Tuesday, November 21, 2006

Constitution Convention Notes - Very Helpful!

The Setting of the Philadelphia Convention

A) Early decision to re-write, rather than tinker (fix) with the Articles of Confederation
B) Open agreement secretly arrived at--Washington's plea
C) Intent of the Convention

1) Economic --Charles Beard--protect property rights and make America safe from democracy.
2) Idealistic--make a perfect Union
3) Pragmatic--dealing with the question of sovereignty.
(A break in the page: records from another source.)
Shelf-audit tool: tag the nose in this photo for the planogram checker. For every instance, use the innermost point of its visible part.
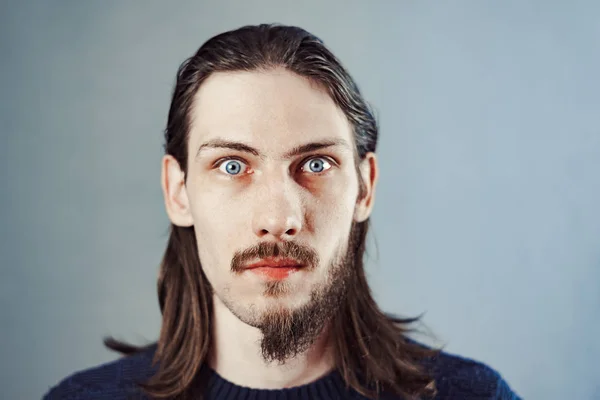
(277, 213)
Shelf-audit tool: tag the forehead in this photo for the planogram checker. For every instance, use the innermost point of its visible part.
(274, 110)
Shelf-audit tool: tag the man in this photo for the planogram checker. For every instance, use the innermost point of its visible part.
(269, 179)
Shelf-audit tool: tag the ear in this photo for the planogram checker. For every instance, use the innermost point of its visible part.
(369, 174)
(175, 193)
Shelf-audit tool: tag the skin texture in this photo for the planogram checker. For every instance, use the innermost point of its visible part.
(270, 333)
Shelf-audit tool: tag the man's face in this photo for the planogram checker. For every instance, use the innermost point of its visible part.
(249, 206)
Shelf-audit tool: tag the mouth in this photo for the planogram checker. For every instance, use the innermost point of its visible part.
(275, 268)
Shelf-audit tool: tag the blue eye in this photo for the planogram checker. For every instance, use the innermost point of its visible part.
(318, 165)
(232, 167)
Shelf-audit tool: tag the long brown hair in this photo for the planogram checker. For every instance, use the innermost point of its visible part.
(371, 350)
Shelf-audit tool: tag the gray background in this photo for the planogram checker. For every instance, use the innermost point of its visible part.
(486, 216)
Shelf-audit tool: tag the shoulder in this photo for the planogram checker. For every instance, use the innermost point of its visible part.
(459, 377)
(114, 380)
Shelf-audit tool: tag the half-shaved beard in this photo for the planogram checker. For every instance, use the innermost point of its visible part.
(288, 333)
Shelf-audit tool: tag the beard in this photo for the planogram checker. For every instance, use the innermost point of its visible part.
(288, 332)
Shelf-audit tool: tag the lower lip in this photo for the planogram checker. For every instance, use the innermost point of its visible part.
(275, 273)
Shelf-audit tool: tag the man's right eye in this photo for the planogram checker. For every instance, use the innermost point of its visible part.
(231, 166)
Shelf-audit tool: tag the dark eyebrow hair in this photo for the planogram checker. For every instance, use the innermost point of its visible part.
(298, 150)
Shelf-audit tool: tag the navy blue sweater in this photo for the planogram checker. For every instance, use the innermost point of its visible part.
(457, 378)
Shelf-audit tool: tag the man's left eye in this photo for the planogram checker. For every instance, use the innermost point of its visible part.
(317, 165)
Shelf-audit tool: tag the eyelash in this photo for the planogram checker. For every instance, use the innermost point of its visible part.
(220, 161)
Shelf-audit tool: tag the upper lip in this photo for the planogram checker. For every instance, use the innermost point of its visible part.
(275, 263)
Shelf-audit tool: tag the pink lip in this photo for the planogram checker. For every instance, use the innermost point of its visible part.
(275, 263)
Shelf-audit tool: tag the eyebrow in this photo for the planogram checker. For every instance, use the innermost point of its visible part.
(219, 143)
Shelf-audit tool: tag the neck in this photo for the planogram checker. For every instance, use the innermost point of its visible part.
(236, 355)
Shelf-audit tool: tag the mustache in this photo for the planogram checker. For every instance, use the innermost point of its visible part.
(303, 254)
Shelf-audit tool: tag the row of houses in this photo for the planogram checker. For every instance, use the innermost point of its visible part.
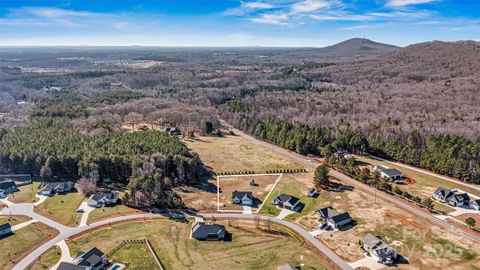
(455, 199)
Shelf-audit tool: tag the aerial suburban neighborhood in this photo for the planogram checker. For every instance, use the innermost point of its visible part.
(242, 134)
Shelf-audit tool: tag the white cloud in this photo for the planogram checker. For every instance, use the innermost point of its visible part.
(402, 3)
(309, 6)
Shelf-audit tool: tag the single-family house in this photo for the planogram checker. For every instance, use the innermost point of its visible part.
(288, 266)
(51, 188)
(475, 204)
(459, 199)
(19, 179)
(202, 231)
(100, 199)
(312, 193)
(286, 201)
(442, 194)
(242, 198)
(5, 229)
(6, 188)
(333, 218)
(379, 250)
(343, 154)
(92, 259)
(393, 175)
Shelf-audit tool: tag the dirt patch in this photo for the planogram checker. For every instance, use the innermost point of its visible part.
(260, 190)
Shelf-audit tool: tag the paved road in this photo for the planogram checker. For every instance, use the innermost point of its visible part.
(64, 234)
(314, 162)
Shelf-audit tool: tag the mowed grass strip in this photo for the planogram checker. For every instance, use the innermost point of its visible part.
(62, 208)
(47, 260)
(236, 154)
(249, 249)
(111, 211)
(26, 194)
(22, 241)
(135, 256)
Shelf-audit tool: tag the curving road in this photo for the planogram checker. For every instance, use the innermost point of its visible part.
(66, 233)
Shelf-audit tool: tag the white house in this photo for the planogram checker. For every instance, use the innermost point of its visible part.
(393, 175)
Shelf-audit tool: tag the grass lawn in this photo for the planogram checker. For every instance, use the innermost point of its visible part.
(135, 256)
(13, 220)
(15, 246)
(26, 194)
(424, 185)
(234, 153)
(249, 248)
(62, 208)
(47, 260)
(109, 212)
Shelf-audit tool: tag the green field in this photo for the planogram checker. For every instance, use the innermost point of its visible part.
(235, 154)
(62, 208)
(135, 256)
(249, 249)
(15, 246)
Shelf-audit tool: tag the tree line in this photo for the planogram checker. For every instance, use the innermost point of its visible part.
(450, 155)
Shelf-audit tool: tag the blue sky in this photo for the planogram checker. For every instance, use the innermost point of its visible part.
(289, 23)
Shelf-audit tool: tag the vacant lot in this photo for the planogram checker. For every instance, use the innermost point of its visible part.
(110, 212)
(423, 184)
(235, 154)
(413, 237)
(228, 184)
(62, 208)
(250, 248)
(135, 256)
(26, 194)
(47, 260)
(17, 245)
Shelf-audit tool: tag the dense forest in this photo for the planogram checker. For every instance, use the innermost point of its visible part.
(65, 113)
(149, 163)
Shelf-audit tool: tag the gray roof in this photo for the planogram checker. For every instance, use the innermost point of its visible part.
(7, 185)
(284, 198)
(91, 257)
(70, 266)
(327, 212)
(210, 229)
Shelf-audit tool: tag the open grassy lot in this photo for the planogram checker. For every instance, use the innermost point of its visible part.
(135, 256)
(400, 228)
(13, 220)
(17, 245)
(62, 208)
(234, 154)
(26, 194)
(47, 260)
(250, 248)
(228, 184)
(110, 212)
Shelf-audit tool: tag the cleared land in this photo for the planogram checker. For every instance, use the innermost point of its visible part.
(26, 194)
(62, 208)
(135, 256)
(228, 184)
(236, 154)
(23, 241)
(110, 212)
(250, 248)
(47, 260)
(423, 245)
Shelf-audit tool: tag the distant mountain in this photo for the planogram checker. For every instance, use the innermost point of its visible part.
(357, 47)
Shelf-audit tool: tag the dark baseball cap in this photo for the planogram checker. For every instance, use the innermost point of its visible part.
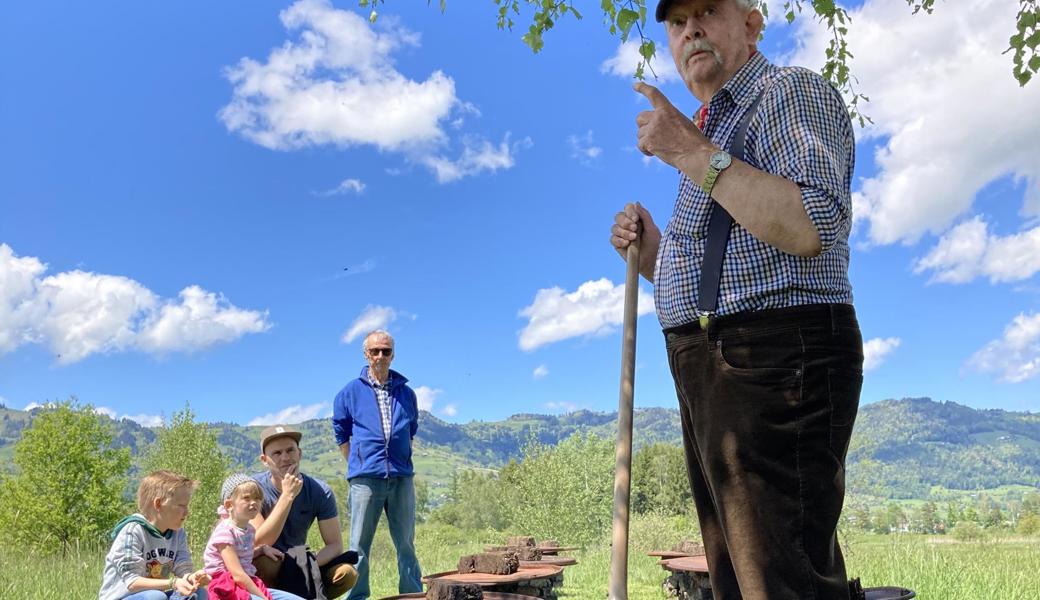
(275, 432)
(663, 8)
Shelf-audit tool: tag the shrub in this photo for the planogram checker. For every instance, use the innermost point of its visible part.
(69, 489)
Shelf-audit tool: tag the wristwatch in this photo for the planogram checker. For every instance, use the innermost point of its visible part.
(719, 161)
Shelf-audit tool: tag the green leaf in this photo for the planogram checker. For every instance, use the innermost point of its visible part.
(626, 18)
(647, 50)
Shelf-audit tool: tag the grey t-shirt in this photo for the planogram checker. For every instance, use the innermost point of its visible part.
(136, 552)
(315, 501)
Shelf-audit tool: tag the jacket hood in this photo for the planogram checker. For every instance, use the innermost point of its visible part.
(395, 377)
(140, 520)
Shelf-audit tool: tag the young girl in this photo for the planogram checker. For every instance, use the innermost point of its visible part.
(229, 553)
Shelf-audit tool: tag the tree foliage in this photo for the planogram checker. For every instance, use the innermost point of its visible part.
(475, 500)
(69, 488)
(621, 16)
(564, 492)
(659, 480)
(190, 448)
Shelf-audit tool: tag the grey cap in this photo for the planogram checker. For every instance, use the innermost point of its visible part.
(278, 432)
(233, 481)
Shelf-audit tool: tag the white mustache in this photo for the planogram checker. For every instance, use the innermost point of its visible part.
(699, 46)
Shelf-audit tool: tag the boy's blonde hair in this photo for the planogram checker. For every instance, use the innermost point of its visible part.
(161, 485)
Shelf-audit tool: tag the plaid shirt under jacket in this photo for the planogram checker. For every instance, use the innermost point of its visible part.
(383, 398)
(801, 132)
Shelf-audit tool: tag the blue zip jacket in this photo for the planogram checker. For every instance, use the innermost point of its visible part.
(356, 419)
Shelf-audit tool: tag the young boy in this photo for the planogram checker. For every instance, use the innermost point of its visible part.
(150, 558)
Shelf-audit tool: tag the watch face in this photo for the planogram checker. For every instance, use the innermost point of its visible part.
(720, 160)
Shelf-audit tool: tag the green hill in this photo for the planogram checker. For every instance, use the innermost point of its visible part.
(900, 449)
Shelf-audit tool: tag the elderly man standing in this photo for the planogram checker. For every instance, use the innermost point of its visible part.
(374, 418)
(751, 286)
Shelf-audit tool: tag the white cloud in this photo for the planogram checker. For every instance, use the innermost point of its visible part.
(344, 187)
(877, 349)
(336, 83)
(1015, 357)
(477, 156)
(627, 57)
(561, 407)
(583, 149)
(373, 317)
(968, 251)
(146, 420)
(78, 313)
(426, 397)
(294, 414)
(200, 319)
(950, 115)
(595, 309)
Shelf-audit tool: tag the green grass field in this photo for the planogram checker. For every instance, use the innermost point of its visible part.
(935, 567)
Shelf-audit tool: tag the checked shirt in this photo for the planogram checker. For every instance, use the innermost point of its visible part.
(801, 132)
(383, 398)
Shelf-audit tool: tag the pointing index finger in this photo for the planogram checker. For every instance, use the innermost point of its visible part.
(657, 100)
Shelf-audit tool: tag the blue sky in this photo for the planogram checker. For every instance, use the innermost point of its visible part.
(205, 203)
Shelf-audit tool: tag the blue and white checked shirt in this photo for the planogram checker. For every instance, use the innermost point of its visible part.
(801, 132)
(383, 398)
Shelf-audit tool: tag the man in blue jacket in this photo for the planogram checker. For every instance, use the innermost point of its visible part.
(374, 418)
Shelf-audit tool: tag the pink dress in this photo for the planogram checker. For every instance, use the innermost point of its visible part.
(223, 585)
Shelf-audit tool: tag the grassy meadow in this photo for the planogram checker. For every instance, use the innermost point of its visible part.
(935, 567)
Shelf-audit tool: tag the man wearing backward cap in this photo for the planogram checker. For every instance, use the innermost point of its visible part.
(293, 502)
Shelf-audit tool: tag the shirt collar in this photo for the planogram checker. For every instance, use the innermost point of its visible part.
(743, 86)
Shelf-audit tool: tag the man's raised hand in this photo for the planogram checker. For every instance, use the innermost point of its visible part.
(291, 484)
(665, 132)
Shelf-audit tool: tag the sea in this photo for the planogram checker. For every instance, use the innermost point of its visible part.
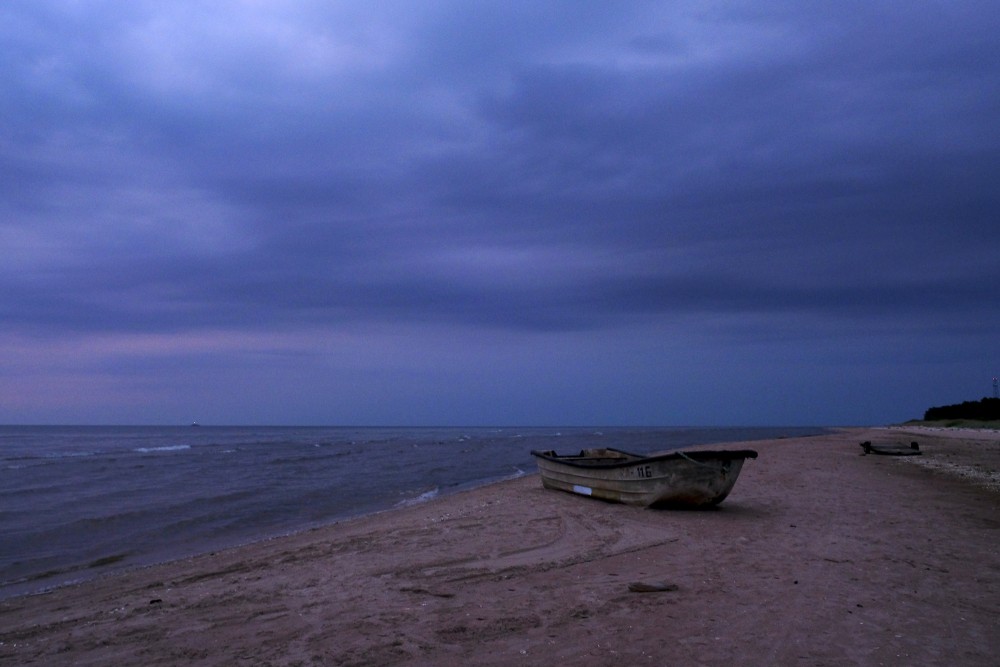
(79, 502)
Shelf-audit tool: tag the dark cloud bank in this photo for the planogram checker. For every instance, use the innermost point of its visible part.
(659, 202)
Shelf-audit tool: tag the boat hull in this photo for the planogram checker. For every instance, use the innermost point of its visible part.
(679, 479)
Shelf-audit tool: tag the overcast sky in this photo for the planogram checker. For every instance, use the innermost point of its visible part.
(497, 213)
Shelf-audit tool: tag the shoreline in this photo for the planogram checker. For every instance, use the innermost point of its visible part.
(819, 556)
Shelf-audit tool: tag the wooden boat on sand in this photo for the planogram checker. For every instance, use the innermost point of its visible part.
(676, 479)
(891, 450)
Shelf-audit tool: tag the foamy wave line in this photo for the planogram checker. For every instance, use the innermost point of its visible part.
(422, 498)
(165, 448)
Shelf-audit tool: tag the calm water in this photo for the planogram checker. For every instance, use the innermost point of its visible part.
(77, 502)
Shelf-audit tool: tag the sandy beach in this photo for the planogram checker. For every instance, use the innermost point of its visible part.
(820, 556)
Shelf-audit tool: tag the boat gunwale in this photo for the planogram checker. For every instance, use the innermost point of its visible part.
(581, 460)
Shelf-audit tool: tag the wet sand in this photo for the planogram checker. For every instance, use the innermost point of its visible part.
(820, 556)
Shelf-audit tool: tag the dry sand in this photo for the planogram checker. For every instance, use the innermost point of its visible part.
(820, 556)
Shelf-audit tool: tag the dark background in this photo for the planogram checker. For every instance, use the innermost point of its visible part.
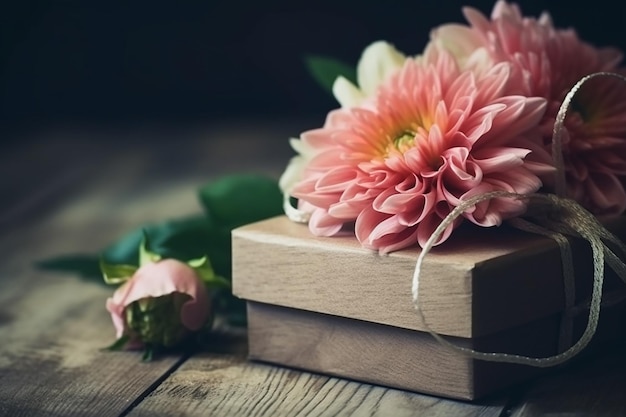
(116, 63)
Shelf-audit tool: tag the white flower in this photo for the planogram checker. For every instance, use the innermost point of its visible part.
(378, 61)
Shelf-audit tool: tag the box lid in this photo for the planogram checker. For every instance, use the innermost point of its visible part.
(480, 281)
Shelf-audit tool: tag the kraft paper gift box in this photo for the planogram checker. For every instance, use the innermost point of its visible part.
(329, 306)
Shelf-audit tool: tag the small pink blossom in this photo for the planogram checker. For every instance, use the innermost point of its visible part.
(547, 62)
(432, 135)
(154, 281)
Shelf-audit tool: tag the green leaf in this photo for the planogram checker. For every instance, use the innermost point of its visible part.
(84, 265)
(235, 200)
(204, 269)
(114, 274)
(146, 256)
(326, 70)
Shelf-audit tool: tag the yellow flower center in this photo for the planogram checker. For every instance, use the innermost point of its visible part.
(404, 140)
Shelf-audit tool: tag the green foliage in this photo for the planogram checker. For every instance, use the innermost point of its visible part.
(228, 202)
(326, 70)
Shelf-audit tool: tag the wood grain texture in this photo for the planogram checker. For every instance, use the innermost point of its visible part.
(478, 283)
(402, 358)
(225, 384)
(593, 387)
(53, 326)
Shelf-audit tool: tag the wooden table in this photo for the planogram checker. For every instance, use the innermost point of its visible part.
(77, 190)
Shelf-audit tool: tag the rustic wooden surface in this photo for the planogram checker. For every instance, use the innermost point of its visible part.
(70, 191)
(489, 273)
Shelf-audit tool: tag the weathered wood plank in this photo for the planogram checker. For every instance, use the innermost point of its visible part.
(53, 327)
(592, 386)
(225, 384)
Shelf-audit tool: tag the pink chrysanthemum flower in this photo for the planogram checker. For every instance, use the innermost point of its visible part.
(547, 62)
(433, 134)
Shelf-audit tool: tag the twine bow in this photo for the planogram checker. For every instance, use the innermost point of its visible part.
(558, 217)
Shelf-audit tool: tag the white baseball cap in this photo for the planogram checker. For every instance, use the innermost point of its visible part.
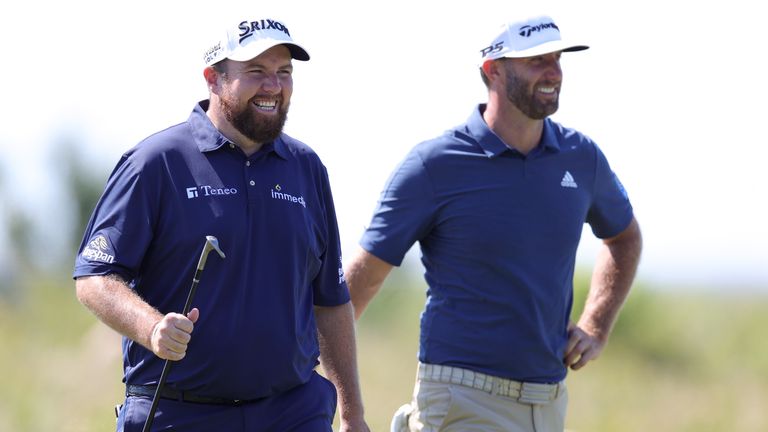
(528, 38)
(249, 38)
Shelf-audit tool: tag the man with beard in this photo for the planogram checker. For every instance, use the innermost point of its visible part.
(497, 205)
(264, 317)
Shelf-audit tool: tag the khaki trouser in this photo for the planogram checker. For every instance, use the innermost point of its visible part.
(449, 399)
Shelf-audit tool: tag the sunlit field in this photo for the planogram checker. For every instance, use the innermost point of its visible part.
(678, 361)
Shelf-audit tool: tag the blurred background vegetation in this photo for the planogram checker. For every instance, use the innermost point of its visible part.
(679, 360)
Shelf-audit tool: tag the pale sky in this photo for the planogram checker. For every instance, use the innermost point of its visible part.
(672, 92)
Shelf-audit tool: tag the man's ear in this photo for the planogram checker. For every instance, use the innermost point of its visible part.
(211, 77)
(490, 69)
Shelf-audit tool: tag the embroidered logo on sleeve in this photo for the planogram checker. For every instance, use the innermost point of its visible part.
(98, 250)
(341, 272)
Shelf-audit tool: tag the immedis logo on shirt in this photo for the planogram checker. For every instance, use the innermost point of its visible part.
(278, 193)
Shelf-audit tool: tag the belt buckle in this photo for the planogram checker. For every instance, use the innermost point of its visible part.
(534, 393)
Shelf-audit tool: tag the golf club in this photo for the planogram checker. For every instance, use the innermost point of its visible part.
(211, 243)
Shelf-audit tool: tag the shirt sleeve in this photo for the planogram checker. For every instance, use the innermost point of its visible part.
(611, 211)
(120, 228)
(404, 213)
(330, 288)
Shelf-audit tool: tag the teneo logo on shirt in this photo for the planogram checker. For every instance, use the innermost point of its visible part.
(205, 190)
(98, 250)
(276, 193)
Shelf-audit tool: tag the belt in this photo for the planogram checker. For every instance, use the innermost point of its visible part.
(524, 392)
(182, 396)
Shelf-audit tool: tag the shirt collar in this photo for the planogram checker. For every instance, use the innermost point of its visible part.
(492, 145)
(208, 138)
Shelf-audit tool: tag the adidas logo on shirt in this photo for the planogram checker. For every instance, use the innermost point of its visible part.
(568, 181)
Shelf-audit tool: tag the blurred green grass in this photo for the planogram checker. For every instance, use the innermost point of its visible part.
(677, 361)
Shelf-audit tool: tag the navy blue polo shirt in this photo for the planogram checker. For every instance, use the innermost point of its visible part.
(274, 217)
(498, 233)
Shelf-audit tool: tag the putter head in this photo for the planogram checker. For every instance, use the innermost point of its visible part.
(211, 243)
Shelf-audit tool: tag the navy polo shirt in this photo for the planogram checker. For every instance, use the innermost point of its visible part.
(274, 217)
(498, 233)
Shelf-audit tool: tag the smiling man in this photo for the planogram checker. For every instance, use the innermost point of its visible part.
(497, 205)
(263, 318)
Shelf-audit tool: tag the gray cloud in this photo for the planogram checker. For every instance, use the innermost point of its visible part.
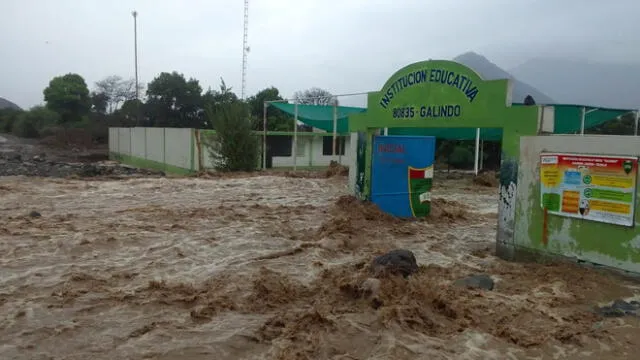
(341, 45)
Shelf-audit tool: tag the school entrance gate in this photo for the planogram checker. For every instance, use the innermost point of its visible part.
(446, 94)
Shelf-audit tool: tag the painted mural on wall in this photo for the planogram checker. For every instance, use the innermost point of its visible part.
(589, 187)
(360, 166)
(402, 174)
(446, 94)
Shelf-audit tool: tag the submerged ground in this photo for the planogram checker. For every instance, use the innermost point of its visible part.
(268, 267)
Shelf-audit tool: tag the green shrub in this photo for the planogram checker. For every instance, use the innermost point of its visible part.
(234, 147)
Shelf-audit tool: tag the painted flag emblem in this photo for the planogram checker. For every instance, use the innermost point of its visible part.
(420, 183)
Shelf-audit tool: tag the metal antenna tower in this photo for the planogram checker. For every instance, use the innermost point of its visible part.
(245, 48)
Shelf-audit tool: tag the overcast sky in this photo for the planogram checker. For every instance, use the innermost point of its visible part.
(343, 46)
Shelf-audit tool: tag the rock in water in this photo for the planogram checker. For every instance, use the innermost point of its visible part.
(399, 261)
(481, 281)
(619, 308)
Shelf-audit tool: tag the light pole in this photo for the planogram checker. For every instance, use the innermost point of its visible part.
(135, 56)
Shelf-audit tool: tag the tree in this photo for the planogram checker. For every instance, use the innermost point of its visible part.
(234, 147)
(99, 102)
(314, 96)
(213, 101)
(175, 101)
(68, 95)
(276, 119)
(116, 91)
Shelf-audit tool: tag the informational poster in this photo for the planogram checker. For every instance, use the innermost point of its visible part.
(590, 187)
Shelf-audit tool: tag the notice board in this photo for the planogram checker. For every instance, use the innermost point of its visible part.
(592, 187)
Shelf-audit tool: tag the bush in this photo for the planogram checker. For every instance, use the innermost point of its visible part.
(234, 147)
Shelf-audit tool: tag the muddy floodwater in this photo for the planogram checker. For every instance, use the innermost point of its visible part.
(270, 267)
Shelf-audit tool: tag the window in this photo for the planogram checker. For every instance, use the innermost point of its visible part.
(301, 146)
(327, 145)
(279, 145)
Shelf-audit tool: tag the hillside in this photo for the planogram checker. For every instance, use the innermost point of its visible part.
(491, 71)
(582, 82)
(6, 104)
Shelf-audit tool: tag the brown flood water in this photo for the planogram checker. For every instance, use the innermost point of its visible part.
(268, 267)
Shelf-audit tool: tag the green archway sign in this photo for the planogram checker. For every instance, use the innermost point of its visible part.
(446, 94)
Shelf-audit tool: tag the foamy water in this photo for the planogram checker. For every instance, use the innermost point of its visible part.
(233, 268)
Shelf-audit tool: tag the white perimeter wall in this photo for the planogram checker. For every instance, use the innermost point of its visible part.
(173, 146)
(168, 146)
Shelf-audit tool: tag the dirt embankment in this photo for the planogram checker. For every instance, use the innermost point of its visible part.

Placing common interests over regional or personal concerns.

II. The Participants
A. 55 delegates from 12 states
1) Young (average age 42), professional (over half were lawyers), men of economic substance
2) Many were Revolutionary War veterans
3) Absent: Thomas Jefferson, Patrick Henry, other Revolutionary War heroes.B. Key

Participants
1) Washington--president of the convention
2) Madison--researched every previous republic
a) Large republic is not only possible, it's preferred
b) Popularly elected officials with sovereignty in the hands of the people, not the states3) Franklin--81 years old. The steadying influence

III. The Compromises

A. Great Compromise (bicameral legislature representing both people and states)

Why?
1. Virginia Plan or Large States Plan (Edmund Randolph)
a) 2 house legislature with representation based on population for both
b) President and courts chosen by legislature

2. New Jersey Plan (William Patterson)
a) Congress with each state having l vote
b) separate executive and judicial branches
c) increased powers of Congress

3. Great Compromise
a) Lower house membership dependent on population
b) Upper house with two members from each state
c) All revenue bills must begin in lower house

B. Three-Fifths Compromise

WHAT: 60% of slaves counted for representation and taxation; no Congressional interference with slavery for 20 years

Why?
1. Non-slavery states wanted slaves counted for taxation, but not representation and wanted an end to importation of slaves
2. Slave states wanted slaves counted for representation, but not taxation and no interference with slave trade by the federal government

C. Commerce Compromise
WHAT: no tax on exports, simple majority needed to pass commerce bills

WHY
1. Cotton and tobacco producing states wanted restriction of taxes on exports and all commerce bills to be passed by a two-thirds vote of Congress
2. Northern industrial states wanted federal tariffs to keep up out cheaper European products and raise revenues for the government.